Cass. pen. Sez. VI, Sent., (ud. 05-11-2010) 08-03-2011, n. 9028 setenza

Sentenza scelta dal dott. Domenico Cirasole direttore del sito giuridico http://www.gadit.it/

Svolgimento del processo

1. Con sentenza in data 3 ottobre 2003, il Tribunale di Napoli, sezione distaccata di Pozzuoli, dichiarava G.G. responsabile dei reati di cui alla L. n. 633 del 1941, art. 171 ter, comma 1, lett. b), nel testo vigente alla data del 22 aprile 2000, di accertamento del fatto (capo A: detenzione a fine di porre in commercio 200 musicassette abusivamente riprodotte), alla L. n. 633 del 1941, art. 171 ter, comma 1, lett. c), nel testo allora vigente (capo B: messa in vendita dei predetti prodotti, privi del contrassegno SIAE) e all’art. 648 c.p. (capo C: ricezione dei prodotti di provenienza delittuosa), reati tutti in continuazione tra loro.

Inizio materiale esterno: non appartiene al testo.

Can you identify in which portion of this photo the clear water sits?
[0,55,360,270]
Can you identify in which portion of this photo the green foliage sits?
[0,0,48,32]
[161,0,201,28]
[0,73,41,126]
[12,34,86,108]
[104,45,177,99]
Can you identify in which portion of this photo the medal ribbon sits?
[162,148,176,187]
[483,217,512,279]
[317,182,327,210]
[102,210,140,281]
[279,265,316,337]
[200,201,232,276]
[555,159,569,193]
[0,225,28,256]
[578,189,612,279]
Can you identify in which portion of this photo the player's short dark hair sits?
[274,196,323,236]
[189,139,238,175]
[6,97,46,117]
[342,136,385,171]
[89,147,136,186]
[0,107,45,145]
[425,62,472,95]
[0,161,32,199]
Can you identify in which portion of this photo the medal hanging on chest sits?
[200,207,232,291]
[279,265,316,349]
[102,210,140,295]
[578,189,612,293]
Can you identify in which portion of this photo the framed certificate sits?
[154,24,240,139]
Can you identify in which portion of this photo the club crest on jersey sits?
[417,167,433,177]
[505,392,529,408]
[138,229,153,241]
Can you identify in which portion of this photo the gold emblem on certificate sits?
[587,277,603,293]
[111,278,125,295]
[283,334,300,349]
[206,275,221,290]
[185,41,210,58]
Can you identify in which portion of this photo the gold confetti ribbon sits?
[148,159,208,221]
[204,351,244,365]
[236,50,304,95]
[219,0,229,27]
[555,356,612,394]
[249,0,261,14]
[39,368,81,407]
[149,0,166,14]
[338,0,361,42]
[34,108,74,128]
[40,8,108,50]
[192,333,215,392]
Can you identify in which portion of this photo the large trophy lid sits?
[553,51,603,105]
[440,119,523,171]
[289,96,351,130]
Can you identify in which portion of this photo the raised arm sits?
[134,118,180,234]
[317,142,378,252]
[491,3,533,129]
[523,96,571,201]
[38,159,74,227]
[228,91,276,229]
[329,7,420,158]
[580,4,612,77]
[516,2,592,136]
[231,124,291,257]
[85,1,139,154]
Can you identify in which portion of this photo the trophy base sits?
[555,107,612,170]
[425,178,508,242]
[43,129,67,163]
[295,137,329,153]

Tale decisione veniva confermata dalla Corte di appello di Napoli, con sentenza del 5 aprile 2005.

Su ricorso dell’imputato, con sentenza in data 10 maggio 2007, la Corte di Cassazione, Seconda sezione penale, annullava la sentenza impugnata nella parte in cui aveva confermato la responsabilità penale di G.G. per il reato di ricettazione, di cui la Suprema Corte escludeva la configurabilità stante la concorrente contestazione per il reato di cui alla L. n. 633 del 1941, art. 111 ter, rinviando al giudice di appello per la rideterminazione della pena per il residuo reato (recte, per i residui reati) di cui alla L. n. 633 del 1941, art. 171 ter.

Con la sentenza indicata in epigrafe, la Corte di appello di Napoli, giudicando in sede di rinvio, rideterminava la pena per i reati di cui alla L. n. 633 del 1941, art. 171 ter, "capi b) e c)" (recte, art. 171 ter, lett. b e c) in mesi due, giorni ventinove di reclusione ed Euro 449 di multa.

2. Avverso tale sentenza ha proposto ricorso per Cassazione l’imputato a mezzo del difensore avv. Dino Mazzoli, il quale denuncia l’erronea applicazione della legge penale, in relazione ai principi affermati dalla sentenza Schwibbert della Corte europea di giustizia, recepiti in tre sentenze della Corte di Cassazione, tutte depositate in data 2 aprile 2008, secondo cui le disposizioni nazionali prevedenti, dopo l’entrata in vigore della direttiva comunitaria n. 189 del 1983, l’obbligo di apposizione del contrassegno SIAE sui supporti informatici, costituiscono una regola tecnica da notificare alla Commissione UE affinchè sia opponibile a terzi.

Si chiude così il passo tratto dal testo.